I think you can do it O (n ^ 3) times, for an nxn grid.
Idea
Consider your grid example and suggest if topleft 3 and 5 can end up in the Latin sub-square.
(3) (5) 2 9 7 4 4 8 3 1 6 7 1 4 7 5 2 9 9 6 8 2 3 1 2 3 6 7 8 5
Since we need a Latin square, we are forced to include this 3 in column (5) (all values ββshould appear in each column), as well as nearby 2 (should form a square):
(3) (5) 2 9 7 4 4 8 3 1 6 7 1 4 7 5 2 9 9 6 8 2 3 1 (2) (3) 6 7 8 5
We can continue to do this implication for a while, but we will soon encounter a problem: the left line does not contain 5. Including the upper left 3 and the upper left 5 leads to a contradiction.
In general, at any time we include 2 values ββin the same row or the same column, this pair will cause up to 4 other values ββto be included, and / or will mean a contradiction. We want to play with this implication structure to quickly eliminate bad decisions, leaving only good ones.
Make a schedule
Since we have this useful structure of implication, we must study it. Create a node for each horizontal and vertical pair of values ββand insert directional edges between these nodes whenever the pair implies that another pair should be included. There is also a node for the "contradiction." For example, the pair {(0, 0), (0, 1)} corresponding to the upper left (3) (5) in the example would have outgoing edges on {(0, 0), (4, 0)} , {(0, 1), (4, 1)} and contradiction .

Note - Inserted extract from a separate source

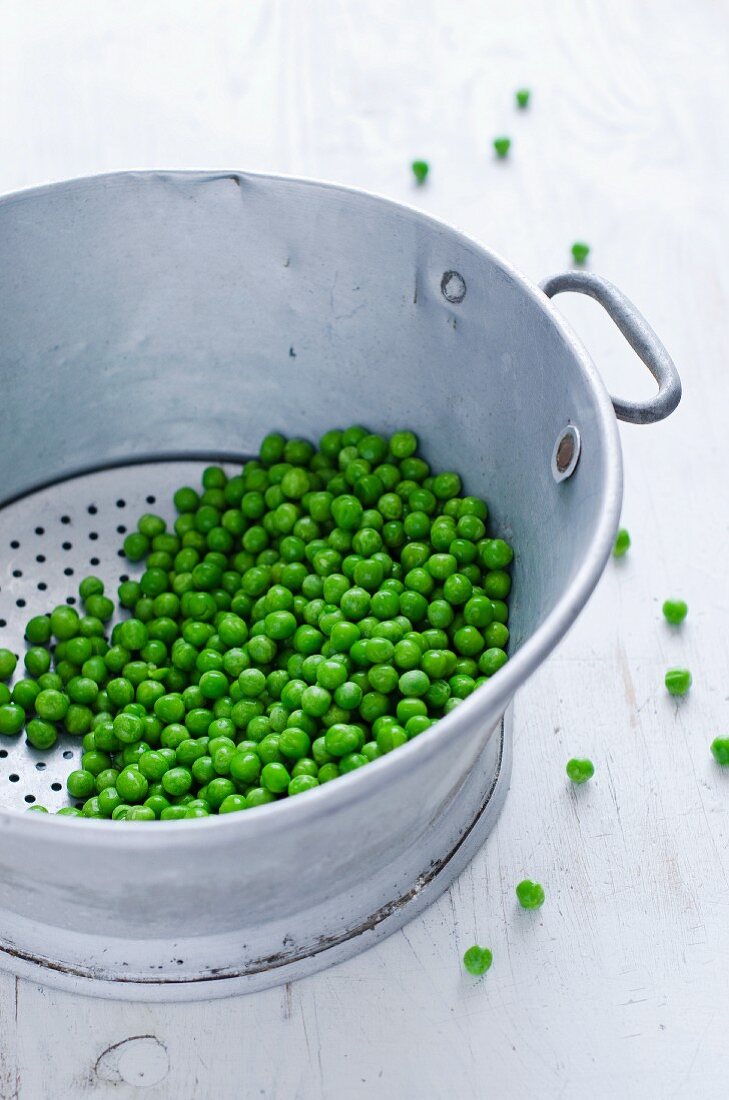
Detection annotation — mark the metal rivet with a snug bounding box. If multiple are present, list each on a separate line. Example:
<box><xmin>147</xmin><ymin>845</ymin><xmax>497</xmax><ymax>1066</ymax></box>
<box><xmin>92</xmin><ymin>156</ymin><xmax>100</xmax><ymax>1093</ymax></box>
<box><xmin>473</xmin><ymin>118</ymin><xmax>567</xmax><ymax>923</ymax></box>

The result is a graph with many nodes indicating a contradiction, and potentially some nodes pointing to each other in a loop. Tear out the contradiction node and everything that points to it directly or indirectly, and everything that remains, should be a cycle, and any cycle should correspond to the Latin square.
Correctness
I'm honestly not sure if this is correct. It is clear that the Latin square is not directly tested for correctness in the sense of each added pair, causing all the necessary work to happen ... but I think that all the bad cases that will be missed are those where the value is duplicated and that is guaranteed not to happen at the entrance.
It takes more work.
Complexity
There are O (n ^ 3) nodes in the graph, because there are O (n ^ 2) pairs in a row or column, and O (n) are rows + columns. There are also O (n ^ 3) edges, because each node has at most 4 outer edges.
Removing objects that indicate contradiction takes time proportional to the number of nodes, provided that you use edge lists. Just backfill, following the edges upstream.
Loop detection takes time proportional to the number of nodes and edges: bucket nodes based on the number of remote nodes that they have (no more than 4) and continue to delete nodes in the 0-out bucket and re-align until they are completed . If something remains, this is a cycle.
Since all operations take time proportional to the number of nodes and edges, and we have O (n ^ 3) nodes + edges, the general algorithm takes O (n ^ 3) time.